Sandra è una maestra, lo è per vocazione da quasi 30 anni. Ha insegnato anche nel nostro Comune di Teolo e ci aiuta oggi a fare una sintesi di quello che è stato il grosso impegno di quegli insegnanti che giorno dopo giorno garantiscono qualità nel mondo dell'istruzione. Facciamoci guidare dalle sue parole.
"Venerdì 21 febbraio , ore 18.30 ero in auto e per il giornale radio annunciano un caso di Covid in Veneto. Penso, beh il veneto è grande, non sarà mica a Padova. Dopo 10 minuti squilla il cellulare, è il numero dell’Assessore alla Pubblica Istruzione, “…scusa l’ora, è un’emergenza, stiamo indagando se a scuola avete bambini provenienti da Vo’… Il caso di Covid è a Vo’!" Non solo a Padova ma proprio nel Comune confinante l’Istituto Comprensivo in cui insegno . Ci sono le vacanze di carnevale. Mercoledì 26 febbraio siamo pronti a tornare a scuola ma non si torna in classe: siamo disorientati, perplessi , increduli. Il 3 marzo sono convocata allo staff di direzione. Come siamo messi con la didattica digitale? Malissimo … nessuno è competente. Dal 4 marzo si inizia formazione massiccia che ci permettere di fare le prime lezioni asincrone dal 7 marzo e le dirette in piattaforma dal 18 marzo. Tutti i giorni un’ora al mattino e un’ora al pomeriggio, i bambini possono collegarsi su base volontaria, quando vogliono e soprattutto quando i genitori possono.
Pensavamo che fosse importante esserci, mantenere un filo che ci univa alle famiglie e ai bambini, aprire una piccola "finestra di normalità" in una situazione che di normale non aveva più nulla. Era il nostro impegno professionale e morale!
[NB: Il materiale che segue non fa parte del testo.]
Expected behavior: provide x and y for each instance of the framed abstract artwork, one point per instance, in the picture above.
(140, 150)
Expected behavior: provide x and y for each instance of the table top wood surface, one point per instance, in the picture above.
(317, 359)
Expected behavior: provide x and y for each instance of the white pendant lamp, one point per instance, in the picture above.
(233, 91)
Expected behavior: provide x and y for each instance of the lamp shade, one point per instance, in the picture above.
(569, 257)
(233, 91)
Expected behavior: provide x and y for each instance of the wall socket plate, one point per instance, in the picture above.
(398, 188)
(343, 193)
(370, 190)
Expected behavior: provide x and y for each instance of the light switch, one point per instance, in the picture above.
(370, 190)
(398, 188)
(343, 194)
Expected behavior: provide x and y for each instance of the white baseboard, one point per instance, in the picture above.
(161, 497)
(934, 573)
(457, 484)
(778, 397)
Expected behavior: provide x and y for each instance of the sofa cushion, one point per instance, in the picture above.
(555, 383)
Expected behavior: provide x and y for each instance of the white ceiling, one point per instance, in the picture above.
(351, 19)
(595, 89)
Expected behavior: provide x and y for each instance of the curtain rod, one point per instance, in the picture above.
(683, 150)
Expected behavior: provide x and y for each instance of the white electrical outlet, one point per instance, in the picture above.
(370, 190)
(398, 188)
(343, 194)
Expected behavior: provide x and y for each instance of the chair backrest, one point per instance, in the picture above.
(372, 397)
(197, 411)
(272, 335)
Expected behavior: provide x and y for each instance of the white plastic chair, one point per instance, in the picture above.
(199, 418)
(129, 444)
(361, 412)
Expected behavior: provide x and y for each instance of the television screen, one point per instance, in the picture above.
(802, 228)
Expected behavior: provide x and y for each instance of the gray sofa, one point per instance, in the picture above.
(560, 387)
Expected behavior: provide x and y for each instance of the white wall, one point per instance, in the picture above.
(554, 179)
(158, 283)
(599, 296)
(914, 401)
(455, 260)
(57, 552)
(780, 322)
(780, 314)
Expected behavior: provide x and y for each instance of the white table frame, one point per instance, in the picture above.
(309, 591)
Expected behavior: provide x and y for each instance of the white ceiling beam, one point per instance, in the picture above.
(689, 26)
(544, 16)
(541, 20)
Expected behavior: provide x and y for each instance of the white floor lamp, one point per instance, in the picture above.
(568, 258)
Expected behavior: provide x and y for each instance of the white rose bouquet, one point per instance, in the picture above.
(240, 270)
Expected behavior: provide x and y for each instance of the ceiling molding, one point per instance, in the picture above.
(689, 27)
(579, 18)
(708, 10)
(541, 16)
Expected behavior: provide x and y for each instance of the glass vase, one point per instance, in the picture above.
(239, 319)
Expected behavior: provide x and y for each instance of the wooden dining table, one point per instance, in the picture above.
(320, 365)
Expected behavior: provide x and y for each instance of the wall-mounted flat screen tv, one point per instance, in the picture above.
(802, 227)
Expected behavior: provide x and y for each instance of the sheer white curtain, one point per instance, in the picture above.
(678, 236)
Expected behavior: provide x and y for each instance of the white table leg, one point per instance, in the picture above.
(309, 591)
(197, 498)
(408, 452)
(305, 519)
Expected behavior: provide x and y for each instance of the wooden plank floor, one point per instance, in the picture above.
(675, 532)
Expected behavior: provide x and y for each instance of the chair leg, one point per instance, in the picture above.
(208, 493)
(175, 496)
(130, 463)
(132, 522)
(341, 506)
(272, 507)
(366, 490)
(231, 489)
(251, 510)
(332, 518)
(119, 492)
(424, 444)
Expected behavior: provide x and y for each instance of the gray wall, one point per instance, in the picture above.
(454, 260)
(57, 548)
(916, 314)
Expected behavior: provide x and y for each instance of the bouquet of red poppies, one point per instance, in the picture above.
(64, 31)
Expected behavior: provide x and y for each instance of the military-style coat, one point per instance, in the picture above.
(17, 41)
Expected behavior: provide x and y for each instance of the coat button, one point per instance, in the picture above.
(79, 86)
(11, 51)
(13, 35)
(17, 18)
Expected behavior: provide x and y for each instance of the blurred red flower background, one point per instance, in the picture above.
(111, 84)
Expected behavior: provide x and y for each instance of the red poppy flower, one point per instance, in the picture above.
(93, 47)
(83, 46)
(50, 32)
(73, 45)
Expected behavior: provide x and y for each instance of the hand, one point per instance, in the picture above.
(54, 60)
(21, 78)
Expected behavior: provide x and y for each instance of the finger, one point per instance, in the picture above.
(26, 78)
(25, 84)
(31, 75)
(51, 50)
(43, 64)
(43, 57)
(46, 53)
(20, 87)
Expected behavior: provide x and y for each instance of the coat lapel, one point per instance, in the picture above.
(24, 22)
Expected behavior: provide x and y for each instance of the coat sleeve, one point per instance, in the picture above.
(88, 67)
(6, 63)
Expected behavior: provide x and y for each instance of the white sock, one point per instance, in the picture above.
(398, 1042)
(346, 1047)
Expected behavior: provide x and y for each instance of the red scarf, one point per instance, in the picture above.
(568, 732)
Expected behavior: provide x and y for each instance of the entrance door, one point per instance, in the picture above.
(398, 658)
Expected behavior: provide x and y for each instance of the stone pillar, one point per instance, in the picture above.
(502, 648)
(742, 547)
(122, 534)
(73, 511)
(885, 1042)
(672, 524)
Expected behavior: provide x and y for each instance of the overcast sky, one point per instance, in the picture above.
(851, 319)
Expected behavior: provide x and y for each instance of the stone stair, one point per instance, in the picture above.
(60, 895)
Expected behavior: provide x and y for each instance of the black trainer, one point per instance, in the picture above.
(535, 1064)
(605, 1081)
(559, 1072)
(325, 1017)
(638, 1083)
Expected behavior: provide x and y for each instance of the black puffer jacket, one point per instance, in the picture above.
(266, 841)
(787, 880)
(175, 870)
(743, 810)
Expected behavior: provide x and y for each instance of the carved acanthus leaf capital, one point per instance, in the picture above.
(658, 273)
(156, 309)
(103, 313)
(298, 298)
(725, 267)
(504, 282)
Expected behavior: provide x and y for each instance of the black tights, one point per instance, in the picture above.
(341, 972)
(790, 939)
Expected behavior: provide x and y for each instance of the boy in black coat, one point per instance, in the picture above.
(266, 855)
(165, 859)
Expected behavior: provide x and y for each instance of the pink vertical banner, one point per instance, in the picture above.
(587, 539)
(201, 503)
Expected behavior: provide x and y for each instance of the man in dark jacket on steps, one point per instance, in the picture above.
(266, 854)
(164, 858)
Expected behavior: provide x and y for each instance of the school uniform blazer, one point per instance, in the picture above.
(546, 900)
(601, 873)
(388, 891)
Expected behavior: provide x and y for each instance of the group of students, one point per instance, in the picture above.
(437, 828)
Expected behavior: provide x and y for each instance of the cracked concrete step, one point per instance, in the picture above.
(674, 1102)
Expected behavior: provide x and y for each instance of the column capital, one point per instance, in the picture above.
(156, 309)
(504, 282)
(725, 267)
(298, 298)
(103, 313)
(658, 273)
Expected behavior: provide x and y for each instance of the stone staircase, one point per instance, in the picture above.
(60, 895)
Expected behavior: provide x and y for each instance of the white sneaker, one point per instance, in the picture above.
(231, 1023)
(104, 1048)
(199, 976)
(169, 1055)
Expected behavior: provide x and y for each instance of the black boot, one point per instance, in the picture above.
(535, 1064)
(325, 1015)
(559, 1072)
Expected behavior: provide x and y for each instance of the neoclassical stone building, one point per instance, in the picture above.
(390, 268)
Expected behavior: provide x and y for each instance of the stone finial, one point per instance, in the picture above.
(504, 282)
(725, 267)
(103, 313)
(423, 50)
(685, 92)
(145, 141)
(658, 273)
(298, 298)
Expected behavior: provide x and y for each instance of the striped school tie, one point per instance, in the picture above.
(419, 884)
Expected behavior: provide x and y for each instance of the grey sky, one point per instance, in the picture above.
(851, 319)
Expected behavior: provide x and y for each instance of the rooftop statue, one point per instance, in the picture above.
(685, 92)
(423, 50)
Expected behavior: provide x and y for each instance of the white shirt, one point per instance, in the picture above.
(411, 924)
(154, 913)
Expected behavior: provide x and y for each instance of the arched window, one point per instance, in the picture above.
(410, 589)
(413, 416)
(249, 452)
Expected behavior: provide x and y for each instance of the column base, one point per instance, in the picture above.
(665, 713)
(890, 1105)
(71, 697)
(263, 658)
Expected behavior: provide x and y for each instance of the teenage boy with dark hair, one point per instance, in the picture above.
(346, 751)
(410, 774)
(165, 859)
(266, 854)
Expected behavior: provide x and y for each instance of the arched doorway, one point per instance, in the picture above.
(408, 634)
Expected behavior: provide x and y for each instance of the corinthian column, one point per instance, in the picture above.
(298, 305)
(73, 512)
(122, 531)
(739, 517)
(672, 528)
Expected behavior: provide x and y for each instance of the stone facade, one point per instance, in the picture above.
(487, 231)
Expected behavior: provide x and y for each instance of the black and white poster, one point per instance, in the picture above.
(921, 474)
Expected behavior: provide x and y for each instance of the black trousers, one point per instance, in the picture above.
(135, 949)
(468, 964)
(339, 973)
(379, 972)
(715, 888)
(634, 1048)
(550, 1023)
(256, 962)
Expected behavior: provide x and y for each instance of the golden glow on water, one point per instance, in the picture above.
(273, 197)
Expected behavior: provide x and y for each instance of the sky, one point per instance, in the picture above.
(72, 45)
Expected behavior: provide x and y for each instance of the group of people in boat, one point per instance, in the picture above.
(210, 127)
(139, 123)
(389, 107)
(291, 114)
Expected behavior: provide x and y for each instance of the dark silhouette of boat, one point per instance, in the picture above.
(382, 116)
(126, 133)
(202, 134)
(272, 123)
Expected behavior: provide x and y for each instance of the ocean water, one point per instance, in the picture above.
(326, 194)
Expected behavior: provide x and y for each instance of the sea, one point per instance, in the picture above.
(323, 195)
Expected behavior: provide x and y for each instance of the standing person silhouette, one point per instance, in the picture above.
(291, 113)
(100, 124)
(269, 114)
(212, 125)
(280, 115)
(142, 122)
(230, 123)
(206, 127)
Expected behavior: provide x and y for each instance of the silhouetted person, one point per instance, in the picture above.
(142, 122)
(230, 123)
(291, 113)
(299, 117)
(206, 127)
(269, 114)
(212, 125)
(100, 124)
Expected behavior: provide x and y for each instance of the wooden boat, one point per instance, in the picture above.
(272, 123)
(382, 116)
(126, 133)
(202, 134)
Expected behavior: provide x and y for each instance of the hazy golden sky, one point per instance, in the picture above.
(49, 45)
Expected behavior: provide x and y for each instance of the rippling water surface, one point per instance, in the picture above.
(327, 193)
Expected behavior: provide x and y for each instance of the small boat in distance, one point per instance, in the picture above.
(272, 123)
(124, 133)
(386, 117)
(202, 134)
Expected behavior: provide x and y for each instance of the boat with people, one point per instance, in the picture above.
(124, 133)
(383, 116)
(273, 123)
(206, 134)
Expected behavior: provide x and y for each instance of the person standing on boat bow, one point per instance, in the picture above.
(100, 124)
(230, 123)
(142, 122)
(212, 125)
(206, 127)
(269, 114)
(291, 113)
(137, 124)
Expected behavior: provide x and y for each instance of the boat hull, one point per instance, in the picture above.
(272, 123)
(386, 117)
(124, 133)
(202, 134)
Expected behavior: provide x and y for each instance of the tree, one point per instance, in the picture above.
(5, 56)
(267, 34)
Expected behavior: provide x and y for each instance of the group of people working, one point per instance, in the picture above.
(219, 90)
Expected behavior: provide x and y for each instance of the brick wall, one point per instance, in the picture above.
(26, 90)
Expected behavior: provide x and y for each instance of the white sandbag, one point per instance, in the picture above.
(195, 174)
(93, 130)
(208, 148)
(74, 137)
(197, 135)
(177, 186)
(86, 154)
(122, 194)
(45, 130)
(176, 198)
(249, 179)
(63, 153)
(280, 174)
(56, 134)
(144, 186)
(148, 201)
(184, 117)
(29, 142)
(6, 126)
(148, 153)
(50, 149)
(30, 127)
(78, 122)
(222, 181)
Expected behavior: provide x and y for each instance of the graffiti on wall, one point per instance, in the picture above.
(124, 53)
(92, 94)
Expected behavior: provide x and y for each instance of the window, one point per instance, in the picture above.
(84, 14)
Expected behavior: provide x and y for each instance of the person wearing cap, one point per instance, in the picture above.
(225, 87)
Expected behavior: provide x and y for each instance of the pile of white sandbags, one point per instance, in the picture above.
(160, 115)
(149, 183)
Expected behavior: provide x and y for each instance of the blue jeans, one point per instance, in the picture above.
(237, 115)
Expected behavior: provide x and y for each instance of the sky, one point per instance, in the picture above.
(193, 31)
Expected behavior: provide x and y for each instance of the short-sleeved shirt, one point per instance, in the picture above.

A marzo c’è stato l’impegno del nuovo, ad aprile l’entusiasmo del nuovo. A maggio il nuovo non ci piaceva più molto. A giugno non ne potevamo più. Mai avrei pensato di sentire studenti dire "non vedo l’ora di tornare a scuola", mai avrei immaginato di sentire docenti dire "così no, speriamo e vogliamo tornare a scuola!" Abbiamo lavorato tutta l’estate con sopralluoghi nelle scuole, elenchi di arredi da acquistare con i fondi europei, incontri di staff, incontri con i responsabili della sicurezza, valutazioni con i geometri del Comune. A settembre i primi incontri in piattaforma, e poi timorosamente in presenza. Giovedì 3 settembre emozionate e felici siamo rientrate nella nostra scuola. Abbiamo riorganizzato gli spazi secondo le normative, quasi come un trasloco, ma ora LA SCUOLA E’ PRONTA E NOI PURE. non vediamo l’ora di rivedere le nostre bambine e i nostri bambini: Eh si ! perché la scuola è questo: CORPOREITÀ, SOCIALITÀ, RELAZIONE, ESPLORAZIONE, MOVIMENTO!!!
BUON ANNO SCOLASTICO AGLI STUDENTI, ALLE FAMIGLIE, AI DOCENTI"
Grazie Sandra, a te e tutto il tuo entusiasmo e la passione per il tuo lavoro. Un sentito grazie a tutti quei docenti, collaboratori, segretari e impiegati, la maggior parte sicuramente del mondo della scuola, che si son dati da fare per stare vicino alle famiglie e ai propri studenti, che si son dati da fare, come ci ha raccontato Sandra, per mantenere aperta una "finestra di normalità".